To define {(a_m)} it is useful to introduce the hyperoctahedral group {B_m = \{\pm1\} \wr S_m} (cf. burnt pancake sorting). You can think of {B_m} as the group of “signed” or “antipodal” permutations: permutations {\sigma} of {\{\pm1, \dots, \pm m\}} such that {\sigma(-x) = -\sigma(x)} for all {x}. There is a natural cover {B_m \to S_m} defined by forgetting signs. We lift {P_m} to {B_m} in a particular way: define {Q_m = \{q_1, \dots, q_m\}}, where

\displaystyle  q_k = \left(\begin{array}{ccccccc} 1 & 2 & \dots & k & k+1 & \cdots & n \\ -k & -(k-1) & \dots & -1 & k+1 & \cdots & n \end{array}\right).

Now define

\displaystyle  a_m = \# \{ q_{\sigma(1)} \cdots q_{\sigma(m)} : \sigma \in S_m \}.

I computed the initial terms in the sequence using this simple formula.

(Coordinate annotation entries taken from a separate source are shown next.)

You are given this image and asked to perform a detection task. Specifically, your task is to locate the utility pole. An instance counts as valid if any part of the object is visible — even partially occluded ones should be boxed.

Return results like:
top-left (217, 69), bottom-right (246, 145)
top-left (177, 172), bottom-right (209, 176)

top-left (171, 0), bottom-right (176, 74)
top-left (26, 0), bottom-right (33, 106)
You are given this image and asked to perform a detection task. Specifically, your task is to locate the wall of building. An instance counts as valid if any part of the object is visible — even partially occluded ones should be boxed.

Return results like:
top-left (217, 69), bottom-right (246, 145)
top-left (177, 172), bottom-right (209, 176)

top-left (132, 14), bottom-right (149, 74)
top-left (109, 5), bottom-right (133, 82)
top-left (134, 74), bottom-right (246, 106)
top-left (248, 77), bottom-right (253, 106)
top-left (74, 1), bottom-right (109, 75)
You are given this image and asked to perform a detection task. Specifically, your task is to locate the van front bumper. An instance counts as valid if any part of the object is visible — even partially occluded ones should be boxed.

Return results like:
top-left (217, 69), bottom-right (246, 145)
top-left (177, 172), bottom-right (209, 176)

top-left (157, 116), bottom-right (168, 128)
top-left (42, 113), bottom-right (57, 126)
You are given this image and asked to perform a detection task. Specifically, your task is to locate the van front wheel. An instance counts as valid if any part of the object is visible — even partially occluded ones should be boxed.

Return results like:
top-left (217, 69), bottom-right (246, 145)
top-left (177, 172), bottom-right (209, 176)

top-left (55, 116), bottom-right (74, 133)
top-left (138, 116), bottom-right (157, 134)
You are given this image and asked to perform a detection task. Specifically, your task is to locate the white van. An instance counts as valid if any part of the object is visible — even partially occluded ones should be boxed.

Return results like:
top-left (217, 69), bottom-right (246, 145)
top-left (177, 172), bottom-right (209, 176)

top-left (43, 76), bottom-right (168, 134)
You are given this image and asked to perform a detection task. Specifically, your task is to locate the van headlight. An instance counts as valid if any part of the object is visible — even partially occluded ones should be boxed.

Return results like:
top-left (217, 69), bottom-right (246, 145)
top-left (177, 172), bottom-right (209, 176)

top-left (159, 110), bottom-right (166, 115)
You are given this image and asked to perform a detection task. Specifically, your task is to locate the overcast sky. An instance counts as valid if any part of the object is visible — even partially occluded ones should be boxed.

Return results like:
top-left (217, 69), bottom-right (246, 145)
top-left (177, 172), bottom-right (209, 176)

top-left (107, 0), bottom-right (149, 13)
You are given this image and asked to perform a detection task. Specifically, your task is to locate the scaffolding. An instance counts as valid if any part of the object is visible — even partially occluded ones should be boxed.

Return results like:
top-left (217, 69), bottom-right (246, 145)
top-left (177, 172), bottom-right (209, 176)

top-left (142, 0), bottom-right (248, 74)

The first nontrivial relations are

\displaystyle  q_1 q_2 q_4 q_3 = q_2 q_4 q_3 q_1

and its inverse (to verify I recommend using four asymmetric cards from a deck of cards), which together account for {a_4 = 22 < 24}.

To sketch the proof of Proposition 1, consider composing {m} random elements of {P_n}. You can think of this as a two-step process: randomly divide the stack {\{1, \dots, n\}} in {m} places, and then rearrange the resulting {m+1} pieces, possibly with some reversals. With high probability the points of division are all distinct, so they can be inferred from the result (this is true for {m} up to about {n^{1/2}}). The only question is whether the order can be inferred, and this is precisely what is defined by {a_m}.

It would be informative for the pancake problem to know more about the sequence {(a_m)}. I don’t know whether {a_m} can be computed more efficiently than the naive way above, e.g., whether there is a recurrence: if so that would really help a lot.

There is at least a submultiplicativity property that follows from the proposition:

Corollary 2 For {m, k\geq 1}, {a_{m+k} / (m+k)! \leq a_m / m! \cdot a_k / k!}. Hence there is a constant {c_1 > 0} such that

\displaystyle  a_m/m! < e^{-c_1m + o(m)}.

Proof: This follows from {|P^{m+k}| \leq |P^m| |P^k|}, dividing by {n^{m+k}}, and taking the limit. The second part follows from the subadditivity lemma and the data point {a_4 = 22 < 24}. \Box

I think a stronger bound should be true: there should be a constant {c_2 > 0} such that

\displaystyle  a_m < m!^{1-c_2 + o(1)}.

(One might then contemplate whether {n/(1 - c_2) + o(n)} is the diameter of the pancake graph, but that seems a little bold at this stage.)